Phase 2 + 3: Define Requirements + Sketch

Pulling from my research, I worked with product to engineering to help prioritize the work and set requirements. In order to best communicate with engineering and set expectations on deadlines it was important to scope the priorities by sprint and communicate the relationship of each sprint building on top of eachother.

Sketch

Working in parallel with these requirements it was time to sketch

Phase 4: Decide

From here the team and I decided on the direction of the final concept. We ran this by the Head of Product and our CEO for approval. After we received the thumbs up I put together wireframes so that engineering could start working on backend functionality while I started on high-fidelity.
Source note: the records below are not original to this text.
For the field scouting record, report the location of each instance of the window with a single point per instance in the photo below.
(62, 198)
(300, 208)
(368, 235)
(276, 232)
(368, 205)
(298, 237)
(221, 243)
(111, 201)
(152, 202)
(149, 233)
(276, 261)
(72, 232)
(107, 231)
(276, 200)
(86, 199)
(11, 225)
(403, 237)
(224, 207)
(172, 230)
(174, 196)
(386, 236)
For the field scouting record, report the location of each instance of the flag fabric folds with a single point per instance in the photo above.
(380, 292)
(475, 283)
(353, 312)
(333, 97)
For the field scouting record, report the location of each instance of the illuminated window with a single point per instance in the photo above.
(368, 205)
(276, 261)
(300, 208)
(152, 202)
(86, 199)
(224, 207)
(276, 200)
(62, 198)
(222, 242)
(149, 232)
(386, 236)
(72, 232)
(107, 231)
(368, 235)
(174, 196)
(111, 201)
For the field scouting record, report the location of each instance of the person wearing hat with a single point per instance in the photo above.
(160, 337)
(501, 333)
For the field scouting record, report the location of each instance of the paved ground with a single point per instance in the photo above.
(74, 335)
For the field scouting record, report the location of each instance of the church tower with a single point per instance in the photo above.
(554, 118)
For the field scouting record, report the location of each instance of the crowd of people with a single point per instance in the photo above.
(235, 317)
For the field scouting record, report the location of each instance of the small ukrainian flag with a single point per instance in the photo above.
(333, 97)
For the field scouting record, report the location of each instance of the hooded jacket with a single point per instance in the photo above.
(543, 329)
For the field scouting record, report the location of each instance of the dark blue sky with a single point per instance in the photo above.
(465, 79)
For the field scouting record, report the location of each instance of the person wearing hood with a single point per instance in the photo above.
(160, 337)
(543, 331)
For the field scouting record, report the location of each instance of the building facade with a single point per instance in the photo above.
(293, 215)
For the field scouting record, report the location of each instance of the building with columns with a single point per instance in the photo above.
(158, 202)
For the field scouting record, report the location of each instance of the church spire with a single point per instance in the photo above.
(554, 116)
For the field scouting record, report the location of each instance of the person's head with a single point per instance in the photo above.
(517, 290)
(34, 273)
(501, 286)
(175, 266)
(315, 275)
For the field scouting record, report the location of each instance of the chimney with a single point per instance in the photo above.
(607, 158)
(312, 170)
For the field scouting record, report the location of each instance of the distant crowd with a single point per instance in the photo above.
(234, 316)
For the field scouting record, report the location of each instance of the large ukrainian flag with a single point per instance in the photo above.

Map and view toggle options
Create folders and subfolders
Move folders
Search and results

Phase 5: High Fidelity

After putting together wireframes and task flows to lay the foundation it was time for high fidelity refinement and prototypes.
Initial concepts
While this project was going on , the design team was also in the midst of updating our general styleguide and brand. My initial designs stayed within the constraints of our brand colors and themes.
Refined for handoff
After reviewing these high fidelity designs with the team and looking back to some of our initial goals (especially in regards to accessibility onsite) it soon became clear that our brand guidelines were outdated. The timing was perfect, it opened the door for us to begin updating our styleguide and components using this project homepage as a start for the new look and feel.

The Result

Responsive web view
Styleguide for handoff

What's next: Validation + Map View

In order to measure the success of the project I will be following up with qualitative user research. The team and I also use mixpanel to track interactions such as opting into the new dashboard and monitor load times on various devices.

Delivering an interactive map for our customers became an obvious need during the user research of this project. Unfortunately when we estimated the engineering effort it was out of scope. We will be focusing on a fast follow to toggle from a map and grid/list view as well.